The federal Partial-Birth Abortion Ban Act, a 2003 law that the Court upheld in 2007, applies to late-term abortions using the "dilation and extraction" method that are performed "in or affecting interstate commerce." As Independence Institute scholar David Kopel and University of Tennessee law professor Glenn Reynolds noted in a 1997 Connecticut Law Review article, this language is baffling "to any person not familiar with the Commerce Clause sophistries of twentieth century jurisprudence….Unless a physician is operating a mobile abortion clinic on the Metroliner, it is not really possible to perform an abortion 'in or affecting interstate or foreign commerce.'"

Those "Commerce Clause sophistries" are so routine nowadays that they did not even figure in the challenge to the federal ban. The Court concluded that the law, because of its narrow scope, did not impose an "undue burden" on abortion. The justices did not pause to consider how the power to regulate interstate commerce has been transformed into a license for pretty much anything Congress wants to do.

That is hardly surprising, since the Court had ruled two years before that the Commerce Clause is so elastic that it allows Congress to criminalize the state-blessed production and possession of medical marijuana, even when it is never sold and never leaves the grower's property, let alone crosses state lines. "If Congress can regulate this under the Commerce Clause," Justice Clarence Thomas observed in his dissent, "then it can regulate virtually anything—and the Federal Government is no longer one of limited and enumerated powers."

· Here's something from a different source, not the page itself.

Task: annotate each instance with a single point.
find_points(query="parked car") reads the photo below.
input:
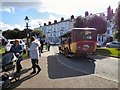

It seems to follow that if Congress can prohibit barriers to abortion under the Commerce Clause, it can also erect barriers. Once Roe and Casey are overturned, those barriers need not be limited to restrictions like the one imposed by the Partial-Birth Abortion Ban Act, which the Court deemed modest enough to pass muster under Casey. If you accept the constitutional reasoning on which the House version of the Women's Health Protection Act relies, Congress could even impose a comprehensive ban on abortion.

The Senate version of the bill dispenses with even the pretense that Congress has to explain how its legislation fits within one of its enumerated powers. So does President Joe Biden's statement endorsing the bill. The implication is that a Republican Congress, with the assistance of a Republican president, could simply ban abortion nationwide without bothering to cite any constitutional authority.

Both parties are accustomed to flouting the Constitution when it stands in the way of their agendas. They never seem to realize that the license they exercise today can be used by their opponents tomorrow.